Gosto dos dias de chuva no outono, para ficar com o rosto colado à janela a sentir no vidro o contacto das pingas, e a deixar que o olhar perdido dentro de mim, percorra os caminhos da bruma branca que avança lá fora, e do silêncio que paira cá dentro. Escolho as palavras como se fossem esteios onde me agarrar, para não perder a razão da existência por vezes perdida, por vezes um guia de mim, entre mil pensamentos e a procura de mim. Procuro por entre o cinza da paisagem, o esvoaçar tímido de uma ave, sigo com o olhar o voo da folha entre a árvore e o chão, como se fosse de mim que se desprendesse, como o desligar de uma paixão que por vezes não passou apenas de uma traição.
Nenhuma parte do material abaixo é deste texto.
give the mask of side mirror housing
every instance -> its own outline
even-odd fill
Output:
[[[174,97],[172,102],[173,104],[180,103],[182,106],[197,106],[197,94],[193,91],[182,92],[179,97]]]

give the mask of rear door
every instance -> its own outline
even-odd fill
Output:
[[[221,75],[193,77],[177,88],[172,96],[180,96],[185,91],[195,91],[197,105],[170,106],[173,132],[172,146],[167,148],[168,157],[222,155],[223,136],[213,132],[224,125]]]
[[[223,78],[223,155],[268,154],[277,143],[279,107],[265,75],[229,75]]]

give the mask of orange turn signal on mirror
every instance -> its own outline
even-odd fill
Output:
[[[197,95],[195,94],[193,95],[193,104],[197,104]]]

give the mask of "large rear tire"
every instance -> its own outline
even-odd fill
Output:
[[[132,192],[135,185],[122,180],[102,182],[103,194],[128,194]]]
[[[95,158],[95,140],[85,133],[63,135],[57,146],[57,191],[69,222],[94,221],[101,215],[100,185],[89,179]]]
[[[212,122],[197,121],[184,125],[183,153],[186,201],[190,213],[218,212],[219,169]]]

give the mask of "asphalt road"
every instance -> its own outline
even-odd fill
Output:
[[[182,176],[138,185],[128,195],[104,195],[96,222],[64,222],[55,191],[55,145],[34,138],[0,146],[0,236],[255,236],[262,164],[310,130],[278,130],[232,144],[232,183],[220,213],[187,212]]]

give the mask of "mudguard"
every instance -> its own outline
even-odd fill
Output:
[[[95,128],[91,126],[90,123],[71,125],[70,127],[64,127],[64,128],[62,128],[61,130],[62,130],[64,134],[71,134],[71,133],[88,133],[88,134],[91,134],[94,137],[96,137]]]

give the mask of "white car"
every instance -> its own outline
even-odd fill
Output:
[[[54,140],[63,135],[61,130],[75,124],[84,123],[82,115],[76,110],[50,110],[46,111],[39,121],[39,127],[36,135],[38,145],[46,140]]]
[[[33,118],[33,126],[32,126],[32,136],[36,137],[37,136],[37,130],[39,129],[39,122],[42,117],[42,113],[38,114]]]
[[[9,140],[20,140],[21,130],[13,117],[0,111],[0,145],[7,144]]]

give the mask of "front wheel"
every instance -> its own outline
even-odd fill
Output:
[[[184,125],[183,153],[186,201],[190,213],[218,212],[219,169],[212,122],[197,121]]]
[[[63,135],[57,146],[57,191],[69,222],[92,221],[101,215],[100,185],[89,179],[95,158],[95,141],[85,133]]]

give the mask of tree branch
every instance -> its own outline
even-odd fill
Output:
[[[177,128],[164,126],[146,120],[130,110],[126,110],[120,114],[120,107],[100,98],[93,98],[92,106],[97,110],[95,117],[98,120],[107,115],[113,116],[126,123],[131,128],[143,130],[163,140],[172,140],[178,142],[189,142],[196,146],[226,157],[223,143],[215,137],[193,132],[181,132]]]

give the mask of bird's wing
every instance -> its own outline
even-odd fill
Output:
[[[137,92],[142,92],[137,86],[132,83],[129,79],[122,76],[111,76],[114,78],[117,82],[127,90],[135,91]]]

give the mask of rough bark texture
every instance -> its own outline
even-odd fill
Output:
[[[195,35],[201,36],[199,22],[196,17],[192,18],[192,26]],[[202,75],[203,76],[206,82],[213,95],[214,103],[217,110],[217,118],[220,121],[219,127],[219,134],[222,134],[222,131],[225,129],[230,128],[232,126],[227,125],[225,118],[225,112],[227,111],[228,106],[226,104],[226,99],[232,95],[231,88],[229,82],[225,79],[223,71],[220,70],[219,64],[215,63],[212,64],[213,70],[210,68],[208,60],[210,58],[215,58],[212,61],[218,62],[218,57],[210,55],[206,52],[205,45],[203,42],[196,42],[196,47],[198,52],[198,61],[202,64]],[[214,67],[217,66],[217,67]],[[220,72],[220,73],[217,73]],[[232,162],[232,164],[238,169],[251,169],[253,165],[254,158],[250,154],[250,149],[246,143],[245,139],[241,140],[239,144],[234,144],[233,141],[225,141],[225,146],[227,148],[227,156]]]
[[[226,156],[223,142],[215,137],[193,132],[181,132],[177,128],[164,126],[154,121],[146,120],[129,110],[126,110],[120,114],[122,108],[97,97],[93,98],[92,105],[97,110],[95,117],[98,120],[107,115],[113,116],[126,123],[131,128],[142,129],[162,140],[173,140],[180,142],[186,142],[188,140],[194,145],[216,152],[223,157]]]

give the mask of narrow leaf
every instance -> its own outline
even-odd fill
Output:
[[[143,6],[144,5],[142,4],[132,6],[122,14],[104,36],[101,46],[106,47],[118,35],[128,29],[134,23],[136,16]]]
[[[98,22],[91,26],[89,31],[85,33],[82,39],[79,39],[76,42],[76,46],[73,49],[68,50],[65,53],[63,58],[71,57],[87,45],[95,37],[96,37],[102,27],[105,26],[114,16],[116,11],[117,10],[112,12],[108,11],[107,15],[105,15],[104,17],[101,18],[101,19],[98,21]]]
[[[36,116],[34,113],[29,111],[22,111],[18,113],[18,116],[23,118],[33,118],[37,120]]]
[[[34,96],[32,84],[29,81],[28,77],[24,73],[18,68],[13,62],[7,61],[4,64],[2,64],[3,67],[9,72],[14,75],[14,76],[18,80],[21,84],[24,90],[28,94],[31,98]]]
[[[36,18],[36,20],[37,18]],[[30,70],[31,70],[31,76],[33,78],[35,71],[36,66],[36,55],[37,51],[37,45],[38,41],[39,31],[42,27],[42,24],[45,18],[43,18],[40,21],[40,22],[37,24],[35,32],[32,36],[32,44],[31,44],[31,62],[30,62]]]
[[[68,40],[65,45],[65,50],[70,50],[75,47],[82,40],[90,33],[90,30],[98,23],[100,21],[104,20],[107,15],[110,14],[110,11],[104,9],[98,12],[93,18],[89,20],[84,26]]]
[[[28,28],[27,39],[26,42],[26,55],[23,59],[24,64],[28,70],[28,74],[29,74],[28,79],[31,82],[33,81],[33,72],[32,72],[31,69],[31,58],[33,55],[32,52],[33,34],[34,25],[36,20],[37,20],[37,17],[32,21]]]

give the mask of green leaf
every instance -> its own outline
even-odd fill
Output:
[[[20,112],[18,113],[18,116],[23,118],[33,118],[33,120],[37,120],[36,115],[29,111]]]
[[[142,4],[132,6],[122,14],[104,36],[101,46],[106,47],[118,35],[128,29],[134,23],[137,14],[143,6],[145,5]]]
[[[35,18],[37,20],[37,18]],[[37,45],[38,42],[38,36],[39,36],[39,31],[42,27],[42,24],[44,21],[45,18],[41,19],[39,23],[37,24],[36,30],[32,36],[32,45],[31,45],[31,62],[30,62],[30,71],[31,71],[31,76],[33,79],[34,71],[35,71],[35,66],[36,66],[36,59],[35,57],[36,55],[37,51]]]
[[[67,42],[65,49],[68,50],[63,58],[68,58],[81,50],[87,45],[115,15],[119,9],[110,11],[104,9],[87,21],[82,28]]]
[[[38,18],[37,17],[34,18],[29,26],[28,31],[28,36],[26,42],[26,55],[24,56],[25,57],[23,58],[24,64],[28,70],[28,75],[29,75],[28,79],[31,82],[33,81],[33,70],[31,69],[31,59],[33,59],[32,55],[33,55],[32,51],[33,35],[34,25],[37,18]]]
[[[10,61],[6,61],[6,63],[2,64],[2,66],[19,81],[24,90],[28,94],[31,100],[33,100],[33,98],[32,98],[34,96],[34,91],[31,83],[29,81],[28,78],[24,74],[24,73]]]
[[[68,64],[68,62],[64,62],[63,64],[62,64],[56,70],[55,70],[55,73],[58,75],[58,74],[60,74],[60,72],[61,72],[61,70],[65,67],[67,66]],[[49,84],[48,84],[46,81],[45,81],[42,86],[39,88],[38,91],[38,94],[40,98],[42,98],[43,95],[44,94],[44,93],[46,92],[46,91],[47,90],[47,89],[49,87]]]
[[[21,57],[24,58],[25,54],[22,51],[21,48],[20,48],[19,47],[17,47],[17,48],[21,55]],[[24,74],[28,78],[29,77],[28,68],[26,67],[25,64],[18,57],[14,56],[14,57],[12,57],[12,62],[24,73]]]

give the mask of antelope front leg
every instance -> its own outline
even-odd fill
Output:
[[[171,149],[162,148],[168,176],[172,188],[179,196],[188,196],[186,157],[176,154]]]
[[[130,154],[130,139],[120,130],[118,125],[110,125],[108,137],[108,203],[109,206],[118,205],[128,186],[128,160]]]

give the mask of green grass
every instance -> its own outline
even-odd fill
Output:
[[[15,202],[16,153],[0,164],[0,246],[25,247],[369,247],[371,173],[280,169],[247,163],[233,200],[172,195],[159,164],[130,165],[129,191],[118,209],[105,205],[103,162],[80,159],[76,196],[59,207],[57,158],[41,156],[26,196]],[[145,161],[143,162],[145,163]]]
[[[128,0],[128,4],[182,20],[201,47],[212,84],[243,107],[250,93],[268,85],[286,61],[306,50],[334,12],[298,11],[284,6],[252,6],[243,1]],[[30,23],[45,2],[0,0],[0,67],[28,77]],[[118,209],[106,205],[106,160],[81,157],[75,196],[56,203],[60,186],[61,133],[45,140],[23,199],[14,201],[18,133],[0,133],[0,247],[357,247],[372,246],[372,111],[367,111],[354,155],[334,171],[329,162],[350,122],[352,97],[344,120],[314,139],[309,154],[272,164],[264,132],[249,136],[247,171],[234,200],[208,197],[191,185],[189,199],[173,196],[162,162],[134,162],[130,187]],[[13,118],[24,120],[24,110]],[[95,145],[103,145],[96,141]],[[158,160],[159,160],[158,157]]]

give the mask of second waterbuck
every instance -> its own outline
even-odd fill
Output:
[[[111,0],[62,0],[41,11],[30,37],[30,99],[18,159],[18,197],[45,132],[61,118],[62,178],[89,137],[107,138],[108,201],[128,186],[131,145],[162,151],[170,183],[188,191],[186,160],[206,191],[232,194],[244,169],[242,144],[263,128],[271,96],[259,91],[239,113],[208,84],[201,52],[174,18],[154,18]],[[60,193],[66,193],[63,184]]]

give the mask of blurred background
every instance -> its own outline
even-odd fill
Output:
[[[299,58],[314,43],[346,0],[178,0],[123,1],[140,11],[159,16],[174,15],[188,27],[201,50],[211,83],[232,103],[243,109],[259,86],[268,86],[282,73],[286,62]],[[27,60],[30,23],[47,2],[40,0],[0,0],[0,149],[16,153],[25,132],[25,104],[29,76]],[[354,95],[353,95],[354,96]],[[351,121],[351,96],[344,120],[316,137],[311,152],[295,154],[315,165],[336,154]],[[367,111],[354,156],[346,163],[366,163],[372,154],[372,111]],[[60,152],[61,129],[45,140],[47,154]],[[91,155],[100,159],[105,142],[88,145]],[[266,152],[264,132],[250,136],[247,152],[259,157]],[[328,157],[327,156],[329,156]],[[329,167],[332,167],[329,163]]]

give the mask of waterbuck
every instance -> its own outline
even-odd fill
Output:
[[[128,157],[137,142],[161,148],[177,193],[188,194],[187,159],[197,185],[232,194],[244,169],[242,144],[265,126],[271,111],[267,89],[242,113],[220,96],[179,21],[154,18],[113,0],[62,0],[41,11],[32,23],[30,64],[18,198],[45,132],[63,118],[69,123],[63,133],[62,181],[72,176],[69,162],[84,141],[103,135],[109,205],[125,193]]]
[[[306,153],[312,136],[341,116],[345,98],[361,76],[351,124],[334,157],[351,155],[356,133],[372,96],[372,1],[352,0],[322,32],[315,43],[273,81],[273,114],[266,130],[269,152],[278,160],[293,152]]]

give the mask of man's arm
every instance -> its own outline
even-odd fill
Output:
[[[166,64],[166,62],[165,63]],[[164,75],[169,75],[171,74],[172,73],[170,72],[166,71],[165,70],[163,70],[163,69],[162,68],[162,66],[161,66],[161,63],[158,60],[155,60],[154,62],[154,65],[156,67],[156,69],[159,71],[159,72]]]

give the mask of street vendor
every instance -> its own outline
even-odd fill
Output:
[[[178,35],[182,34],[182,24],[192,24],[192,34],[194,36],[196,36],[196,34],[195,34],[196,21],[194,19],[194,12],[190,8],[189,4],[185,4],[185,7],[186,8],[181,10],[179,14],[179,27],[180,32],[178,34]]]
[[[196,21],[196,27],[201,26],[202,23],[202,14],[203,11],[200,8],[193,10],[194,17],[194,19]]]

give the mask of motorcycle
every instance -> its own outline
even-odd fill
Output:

É no outono que as cores vão morrendo, ou é o outono que guarda o colorido que pinta.
Acredito em ti, na brevidade do encontro entre palavras e silêncios, entre preocupações e resoluções jurídicas, entre a família e a actividade cívica, entre o devaneio e as promessas não cumpridas. Acredito no amor, como se de poesia, por vezes proibido, por vezes uma aventura, por vezes não passando de um encontro revolucionário, resistente, suportando o sal das lágrimas e a força do vento que o verga.
Acredito que não são precisos adjectivos para além do tempo preservarmos as memórias, como as flores não precisam da eternidade para prevalecer. A palavra é sempre mais que um corpo onde as sílabas se encaixam e se abraçam, a palavra é o nosso encontro, até quando a única evidência é o chão que me suporta.